= Murder of Vikram Joshi =

2020 crime in Uttar Pradesh, India

Vikram Joshi (विक्रम जोशी) was an Indian journalist who was shot on 20 July 2020, by two unidentified assailants in front of his minor daughters in Ghaziabad, Uttar Pradesh. He succumbed to his injuries 2 days later in the hospital. The incident caused widespread criticism of the Uttar Pradesh government among opposition parties as well as the media.

==The incident==
Joshi had filed a police complaint on 16 July 2020 against some people who were accused of harassing his niece. On 20 July 2020, while he was on his motorcycle with his daughters, aged 5 and 11, the assailants forcibly stopped his motorcycle and started beating him. Then, one of the suspects shot at his head from close range and the assailants fled the scene. The entire incident was caught in CCTV footage and created outrage across the country. Joshi succumbed to his injuries on 22 July 2020. Nine men were been arrested in connection with the incident, and one policeman was suspended.
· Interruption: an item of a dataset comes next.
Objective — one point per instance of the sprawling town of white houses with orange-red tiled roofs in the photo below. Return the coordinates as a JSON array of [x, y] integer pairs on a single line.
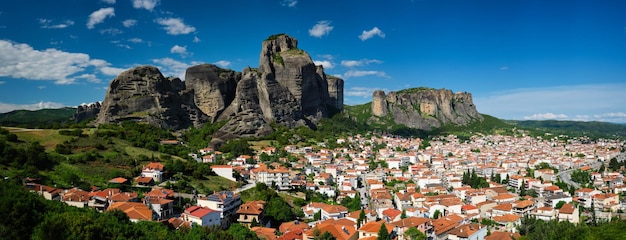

Uttar Pradesh Chief Minister Yogi Adityanath announced 10 lakh [ex gratia for Vikram Joshi's family.

== Reactions ==
Former Chief Ministers, Akhilesh Yadav and Mayawati questioned the poor state of law and order in Uttar Pradesh. Congress leader Priyanka Gandhi raised questions about the safety of common people in "Jungle Raj". West Bengal Chief Minister Mamata Banerjee took to social media to express her shock on media's voice being muzzled.

Press Association and Indian Women's Press Corps condemned the killing and demanded probe into the incident as well as other similar incidents of attacks on journalists.